Civil deputies have no law enforcement power, but they can carry the same badge as a full-time deputy.
By IAN HILL
VINDICATOR STAFF WRITER
YOUNGSTOWN -- Want to know if the person who flashed a badge and gave you a speeding ticket last week is really a full-time Mahoning County deputy sheriff? Now you can find out at the county clerk of courts office.
Sheriff Randall Wellington filed 247 civil deputy commissions at the clerk's office last week. Although a civil deputy has no law enforcement power, he can carry the same badge as a full-time deputy.
State law requires the sheriff to record the names of deputies with the clerk of a county's common pleas courts. Until last week, however, the clerk's office did not have the names of civil deputies on record.
Names submitted: Wellington said he decided to submit the names to the clerk after talking with Prosecutor Paul Gains about the civil commissions. He said that until talking to Gains, he did not think he needed to file the names.
The commissions filed show that local civil deputies include area businessmen, doctors and public officials. Some civil deputies refused to comment about why they wanted the badges.
County Engineer Richard Marsico said his civil deputy's identification is helpful when he passes through metal detectors at public buildings. He said if he sets off the detector's alarm, he shows his civil deputy's identification to the full-time deputies at the building's entrance.
The full-time deputies then allow him to enter the building, he said.
"They know I've been checked out by the sheriff's department," Marsico said.
What's needed: Wellington said that to receive a civil commission, a local resident must fill out an application at the sheriff's department and submit to a criminal background check. He stressed that "none have criminal backgrounds."
Marsico said he filled out an application and received a civil commission a few months after Wellington took office in 1999. He added that his identification shows that he is ready to help the sheriff's department during an emergency.
Youngstown dentist Dr. Patrick Haggerty, meanwhile, said he got his identification when he volunteered to help the sheriff's department identify accident and murder victims through dental records.
Dr. Haggerty said his son, a gynecologist, has a civil deputy's badge and volunteers to perform exams on female prisoners at the county jail.
Former state Sen. Harry Meshel said he feels that his civil commission shows he's a friend of law enforcement. Meshel said he has had civil deputy identification during James A. Traficant Jr.'s tenure as sheriff in the early 1980s, as well as during the terms of former Sheriffs Edward Nemeth and Phil Chance. Traficant is a U.S. congressman.
Most county sheriffs, including Wellington, have renewed civil appointments made by their predecessors.
In December, Dennis Johnson, a Traficant employee and the head of the Columbiana County Democratic Party, showed full-time deputies his badge and identification card in December after he drove his car into a ditch in Canfield.
The deputies realized the identification was for a civil commission and arrested Johnson on a charge of driving under the influence.
"They don't get you anything special," Meshel said of the civil deputy identification cards. "They're a nice thing to have and it shows a friendly relationship with law enforcement."
Had caused confusion: Some law enforcement officials, however, have said that until recently, they were confused about some aspects of the civil commission.
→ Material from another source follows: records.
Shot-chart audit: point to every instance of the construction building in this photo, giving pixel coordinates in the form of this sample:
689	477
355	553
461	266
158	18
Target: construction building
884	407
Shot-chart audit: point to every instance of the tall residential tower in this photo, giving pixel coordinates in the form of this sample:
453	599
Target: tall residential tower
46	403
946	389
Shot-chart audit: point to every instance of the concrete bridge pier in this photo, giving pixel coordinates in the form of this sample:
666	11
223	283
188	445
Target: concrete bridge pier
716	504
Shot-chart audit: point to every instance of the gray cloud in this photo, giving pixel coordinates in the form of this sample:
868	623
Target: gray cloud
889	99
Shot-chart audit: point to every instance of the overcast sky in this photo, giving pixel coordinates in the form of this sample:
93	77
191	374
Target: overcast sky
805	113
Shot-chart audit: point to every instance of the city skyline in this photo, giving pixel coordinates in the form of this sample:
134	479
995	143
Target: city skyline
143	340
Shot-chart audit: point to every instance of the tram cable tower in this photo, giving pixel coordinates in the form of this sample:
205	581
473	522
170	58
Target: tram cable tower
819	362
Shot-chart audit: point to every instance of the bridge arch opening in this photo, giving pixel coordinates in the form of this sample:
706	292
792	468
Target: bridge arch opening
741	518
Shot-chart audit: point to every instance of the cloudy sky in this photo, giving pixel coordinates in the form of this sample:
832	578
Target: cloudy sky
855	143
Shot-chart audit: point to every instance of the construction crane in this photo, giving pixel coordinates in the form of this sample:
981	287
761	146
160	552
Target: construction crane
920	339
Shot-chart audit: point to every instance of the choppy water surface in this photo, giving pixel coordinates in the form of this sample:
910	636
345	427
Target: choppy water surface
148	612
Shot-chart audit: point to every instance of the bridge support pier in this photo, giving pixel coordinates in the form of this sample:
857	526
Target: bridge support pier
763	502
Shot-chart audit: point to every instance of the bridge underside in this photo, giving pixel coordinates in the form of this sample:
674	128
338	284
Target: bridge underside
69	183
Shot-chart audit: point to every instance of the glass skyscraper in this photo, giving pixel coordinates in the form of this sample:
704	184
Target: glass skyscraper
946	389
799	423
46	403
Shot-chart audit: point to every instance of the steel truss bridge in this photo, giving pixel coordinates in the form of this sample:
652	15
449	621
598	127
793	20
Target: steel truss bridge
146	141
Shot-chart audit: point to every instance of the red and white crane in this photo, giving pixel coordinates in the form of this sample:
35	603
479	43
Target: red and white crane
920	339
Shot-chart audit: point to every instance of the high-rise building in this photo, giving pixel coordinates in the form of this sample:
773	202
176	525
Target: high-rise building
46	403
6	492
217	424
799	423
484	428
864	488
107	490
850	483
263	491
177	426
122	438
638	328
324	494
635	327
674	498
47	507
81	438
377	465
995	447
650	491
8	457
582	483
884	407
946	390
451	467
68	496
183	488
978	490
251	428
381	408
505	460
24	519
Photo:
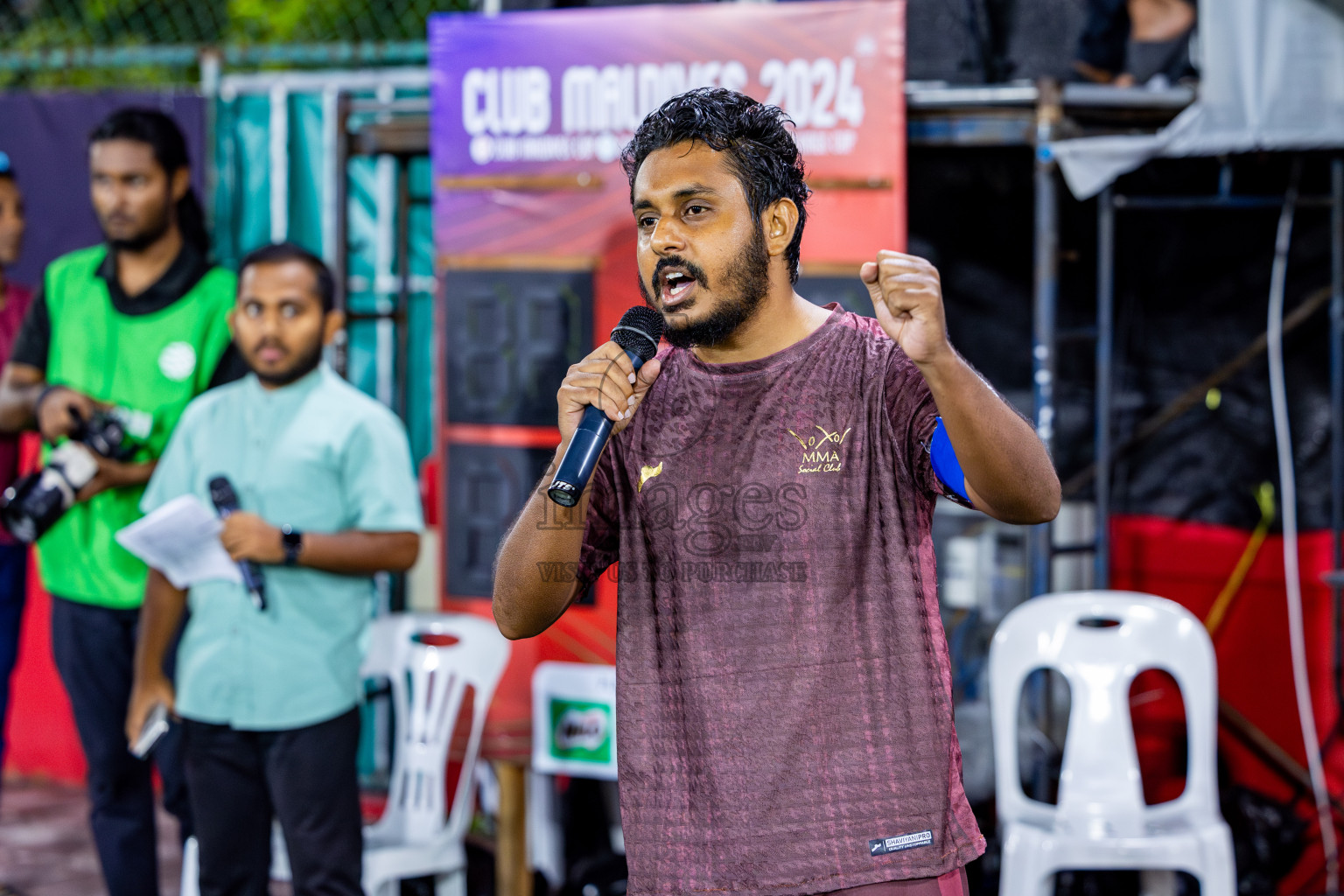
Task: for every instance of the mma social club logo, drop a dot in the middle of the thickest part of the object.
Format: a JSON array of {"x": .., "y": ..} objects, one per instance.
[{"x": 822, "y": 452}]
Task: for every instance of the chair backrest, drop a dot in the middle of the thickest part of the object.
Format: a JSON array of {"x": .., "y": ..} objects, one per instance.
[
  {"x": 431, "y": 659},
  {"x": 1100, "y": 641}
]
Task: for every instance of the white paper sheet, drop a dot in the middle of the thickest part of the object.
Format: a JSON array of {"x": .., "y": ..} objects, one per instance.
[{"x": 182, "y": 540}]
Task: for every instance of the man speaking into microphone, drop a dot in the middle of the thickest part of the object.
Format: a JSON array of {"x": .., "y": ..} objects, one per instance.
[
  {"x": 316, "y": 482},
  {"x": 784, "y": 697}
]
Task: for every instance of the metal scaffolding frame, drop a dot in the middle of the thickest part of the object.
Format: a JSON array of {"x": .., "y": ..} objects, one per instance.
[{"x": 1046, "y": 336}]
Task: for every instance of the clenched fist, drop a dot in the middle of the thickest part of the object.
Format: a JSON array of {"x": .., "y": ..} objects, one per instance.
[
  {"x": 907, "y": 300},
  {"x": 246, "y": 536}
]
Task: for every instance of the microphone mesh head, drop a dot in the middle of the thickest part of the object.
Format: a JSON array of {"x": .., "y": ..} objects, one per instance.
[{"x": 639, "y": 331}]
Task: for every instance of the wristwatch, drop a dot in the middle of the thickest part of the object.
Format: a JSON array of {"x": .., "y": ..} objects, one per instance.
[{"x": 293, "y": 542}]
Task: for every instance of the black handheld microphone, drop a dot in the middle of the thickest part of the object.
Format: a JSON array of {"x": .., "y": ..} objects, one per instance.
[
  {"x": 226, "y": 501},
  {"x": 639, "y": 333}
]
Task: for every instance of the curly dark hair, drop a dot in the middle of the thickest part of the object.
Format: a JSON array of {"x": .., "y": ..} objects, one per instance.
[{"x": 760, "y": 148}]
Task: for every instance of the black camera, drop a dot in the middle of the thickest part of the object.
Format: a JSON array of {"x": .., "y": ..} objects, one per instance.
[{"x": 32, "y": 506}]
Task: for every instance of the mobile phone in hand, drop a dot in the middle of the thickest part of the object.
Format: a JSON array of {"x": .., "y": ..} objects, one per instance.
[{"x": 155, "y": 727}]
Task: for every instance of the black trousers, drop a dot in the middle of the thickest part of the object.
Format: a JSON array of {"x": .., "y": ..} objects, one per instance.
[
  {"x": 94, "y": 650},
  {"x": 305, "y": 778}
]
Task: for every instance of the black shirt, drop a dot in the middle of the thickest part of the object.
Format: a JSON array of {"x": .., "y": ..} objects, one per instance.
[{"x": 32, "y": 344}]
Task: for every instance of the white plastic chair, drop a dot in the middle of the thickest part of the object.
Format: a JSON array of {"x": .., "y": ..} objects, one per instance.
[
  {"x": 418, "y": 835},
  {"x": 1100, "y": 641}
]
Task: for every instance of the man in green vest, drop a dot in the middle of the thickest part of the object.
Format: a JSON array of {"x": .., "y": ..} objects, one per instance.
[{"x": 136, "y": 326}]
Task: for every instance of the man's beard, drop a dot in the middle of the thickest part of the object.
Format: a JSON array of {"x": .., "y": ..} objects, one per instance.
[
  {"x": 152, "y": 233},
  {"x": 744, "y": 288},
  {"x": 305, "y": 364}
]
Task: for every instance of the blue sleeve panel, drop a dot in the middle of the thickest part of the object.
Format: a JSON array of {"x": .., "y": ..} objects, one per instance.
[{"x": 945, "y": 464}]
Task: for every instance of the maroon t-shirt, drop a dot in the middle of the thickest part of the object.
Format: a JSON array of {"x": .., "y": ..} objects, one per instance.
[{"x": 784, "y": 695}]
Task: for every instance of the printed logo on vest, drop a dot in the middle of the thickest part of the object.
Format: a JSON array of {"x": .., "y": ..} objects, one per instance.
[
  {"x": 648, "y": 473},
  {"x": 885, "y": 845},
  {"x": 178, "y": 361}
]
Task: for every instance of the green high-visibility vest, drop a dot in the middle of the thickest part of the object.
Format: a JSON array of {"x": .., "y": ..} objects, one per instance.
[{"x": 148, "y": 364}]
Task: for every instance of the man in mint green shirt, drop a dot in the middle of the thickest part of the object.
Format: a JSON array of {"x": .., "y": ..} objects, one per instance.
[{"x": 328, "y": 497}]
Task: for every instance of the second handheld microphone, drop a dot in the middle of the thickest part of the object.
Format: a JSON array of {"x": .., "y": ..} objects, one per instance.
[
  {"x": 639, "y": 333},
  {"x": 226, "y": 501}
]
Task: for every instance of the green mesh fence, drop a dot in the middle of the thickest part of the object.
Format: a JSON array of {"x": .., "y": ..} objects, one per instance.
[{"x": 128, "y": 42}]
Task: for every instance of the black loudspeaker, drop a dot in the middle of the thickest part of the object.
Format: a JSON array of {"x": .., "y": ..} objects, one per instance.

They said that they were not aware of the differences between a civil and a full-time deputy.
The identification cards for full-time and civil deputies share many of the same features -- the sheriff's signature, a sheriff's badge graphic in the background and the words "deputy sheriff" across the top in capital letters.
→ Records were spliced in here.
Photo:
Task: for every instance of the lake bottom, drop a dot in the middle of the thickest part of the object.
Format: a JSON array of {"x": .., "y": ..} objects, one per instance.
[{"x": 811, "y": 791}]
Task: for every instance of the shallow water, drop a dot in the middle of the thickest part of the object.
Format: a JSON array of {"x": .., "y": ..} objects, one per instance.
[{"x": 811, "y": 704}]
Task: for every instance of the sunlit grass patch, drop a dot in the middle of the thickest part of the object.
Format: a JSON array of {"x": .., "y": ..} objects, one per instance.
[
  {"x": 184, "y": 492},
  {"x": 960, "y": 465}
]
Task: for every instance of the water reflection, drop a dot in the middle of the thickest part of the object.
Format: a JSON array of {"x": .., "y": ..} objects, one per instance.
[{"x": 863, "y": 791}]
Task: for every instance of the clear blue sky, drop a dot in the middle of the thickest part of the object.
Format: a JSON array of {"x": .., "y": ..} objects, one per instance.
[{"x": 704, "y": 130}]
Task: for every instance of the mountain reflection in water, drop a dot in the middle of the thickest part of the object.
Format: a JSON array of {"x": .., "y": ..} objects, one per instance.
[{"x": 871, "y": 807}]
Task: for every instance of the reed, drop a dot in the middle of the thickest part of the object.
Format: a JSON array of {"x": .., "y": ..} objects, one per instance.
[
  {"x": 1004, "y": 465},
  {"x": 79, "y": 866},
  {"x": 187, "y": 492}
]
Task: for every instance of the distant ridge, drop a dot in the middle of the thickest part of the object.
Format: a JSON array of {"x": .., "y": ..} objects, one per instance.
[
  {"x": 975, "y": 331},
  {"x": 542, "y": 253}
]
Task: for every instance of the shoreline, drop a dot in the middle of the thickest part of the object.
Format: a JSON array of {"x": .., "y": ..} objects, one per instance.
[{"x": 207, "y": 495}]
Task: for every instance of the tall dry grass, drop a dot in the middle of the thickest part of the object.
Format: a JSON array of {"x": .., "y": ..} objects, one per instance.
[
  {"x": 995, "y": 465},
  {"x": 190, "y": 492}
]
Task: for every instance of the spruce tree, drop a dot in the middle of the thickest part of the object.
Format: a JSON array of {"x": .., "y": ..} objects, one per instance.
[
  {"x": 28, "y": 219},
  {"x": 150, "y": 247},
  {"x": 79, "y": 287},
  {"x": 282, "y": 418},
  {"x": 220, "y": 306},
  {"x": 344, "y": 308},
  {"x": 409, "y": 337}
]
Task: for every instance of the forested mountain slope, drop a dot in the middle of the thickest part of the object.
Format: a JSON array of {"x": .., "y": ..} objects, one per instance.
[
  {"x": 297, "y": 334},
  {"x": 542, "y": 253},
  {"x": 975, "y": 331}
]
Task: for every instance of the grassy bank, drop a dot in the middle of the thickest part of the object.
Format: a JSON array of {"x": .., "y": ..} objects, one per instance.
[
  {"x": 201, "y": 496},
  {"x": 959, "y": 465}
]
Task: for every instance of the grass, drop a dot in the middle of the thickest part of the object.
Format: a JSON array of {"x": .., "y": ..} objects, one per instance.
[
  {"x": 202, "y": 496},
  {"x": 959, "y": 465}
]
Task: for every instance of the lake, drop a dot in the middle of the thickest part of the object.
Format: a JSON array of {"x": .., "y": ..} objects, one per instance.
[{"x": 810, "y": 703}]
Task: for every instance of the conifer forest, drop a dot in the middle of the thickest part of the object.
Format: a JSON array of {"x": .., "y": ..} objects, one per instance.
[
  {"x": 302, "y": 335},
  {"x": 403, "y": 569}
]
On a civil deputy's card, the words deputy sheriff and the sheriff's name are in green. On a full-time deputy's identification, the words and the sheriff's name are in black.
Wellington said civil deputies could use their identification cards to buy badges identical to those of a Mahoning County deputy sheriff's at law enforcement supply stores.
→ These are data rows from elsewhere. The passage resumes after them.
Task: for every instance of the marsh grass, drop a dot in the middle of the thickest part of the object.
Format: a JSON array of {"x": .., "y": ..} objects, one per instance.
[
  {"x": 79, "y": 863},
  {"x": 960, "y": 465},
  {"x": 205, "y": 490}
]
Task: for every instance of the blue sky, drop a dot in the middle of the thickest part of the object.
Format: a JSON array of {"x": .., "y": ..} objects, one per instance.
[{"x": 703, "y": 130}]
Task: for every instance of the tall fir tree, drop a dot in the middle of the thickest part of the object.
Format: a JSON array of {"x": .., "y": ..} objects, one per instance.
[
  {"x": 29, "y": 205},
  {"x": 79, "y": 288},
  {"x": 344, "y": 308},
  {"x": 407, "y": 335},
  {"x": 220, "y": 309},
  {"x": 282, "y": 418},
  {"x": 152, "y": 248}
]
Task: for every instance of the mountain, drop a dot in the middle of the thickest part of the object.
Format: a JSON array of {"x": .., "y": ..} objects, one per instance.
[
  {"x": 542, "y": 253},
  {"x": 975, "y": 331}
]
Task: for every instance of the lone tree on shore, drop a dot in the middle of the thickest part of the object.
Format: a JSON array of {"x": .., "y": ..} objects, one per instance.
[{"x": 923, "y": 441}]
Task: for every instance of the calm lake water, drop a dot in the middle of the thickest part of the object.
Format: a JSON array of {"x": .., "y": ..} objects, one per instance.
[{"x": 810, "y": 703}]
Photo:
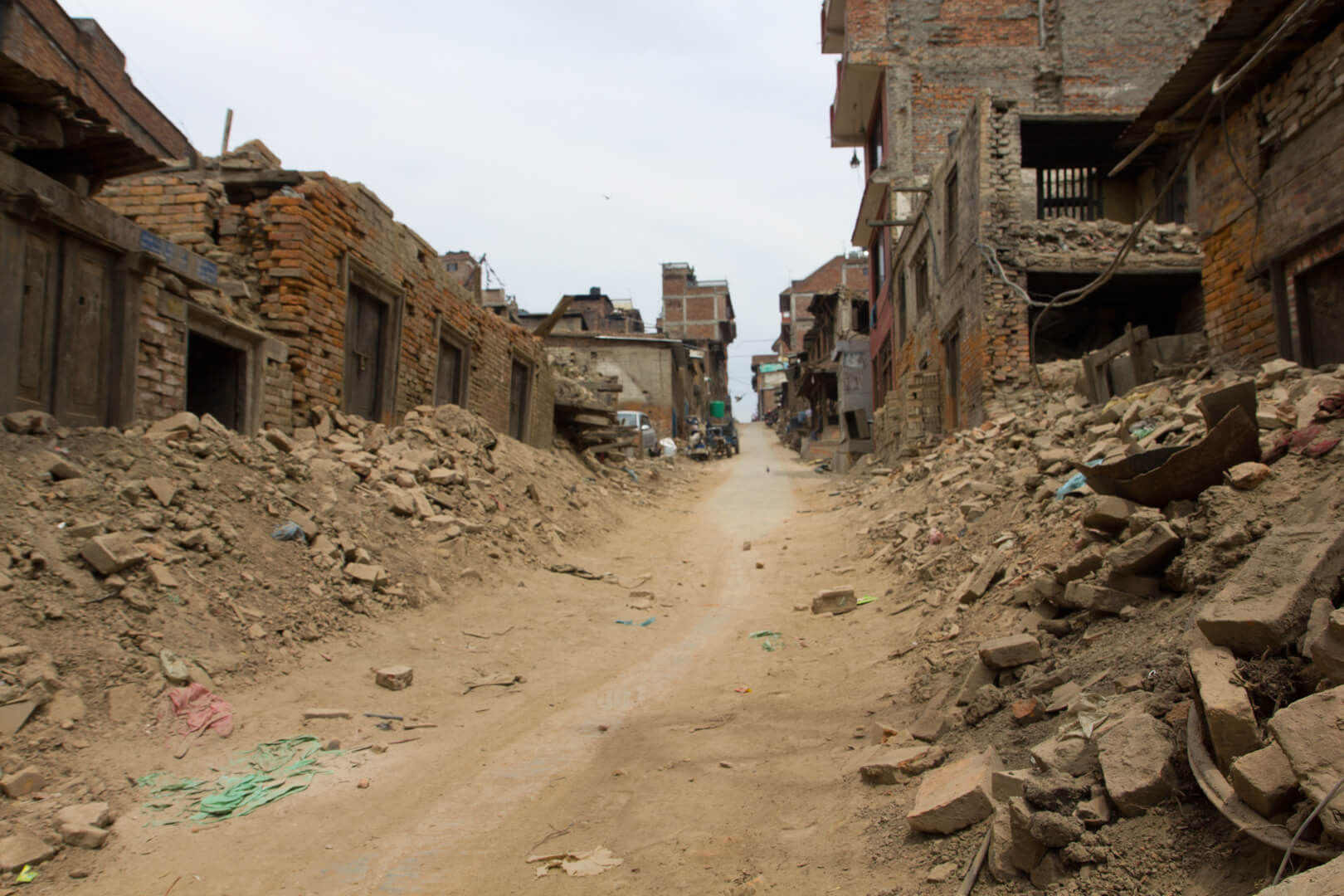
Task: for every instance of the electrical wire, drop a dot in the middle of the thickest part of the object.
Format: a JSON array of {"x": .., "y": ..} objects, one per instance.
[
  {"x": 1305, "y": 8},
  {"x": 1074, "y": 296},
  {"x": 1303, "y": 826}
]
He added that the difference between the identification cards for a full-time and a civil deputy should be clear, and that the civil card states that the card holder has no law enforcement powers.
Thomas McCabe, the deputy director of the county board of elections, said his civil identification card gives him credibility when he asks campaign workers to move away from the polls on Election Day. Michael Sciortino, the director of the board of elections, also has a civil deputy's identification.
"It's almost just more for appearance," McCabe said of his civil deputy identification. "We don't have anything major going on."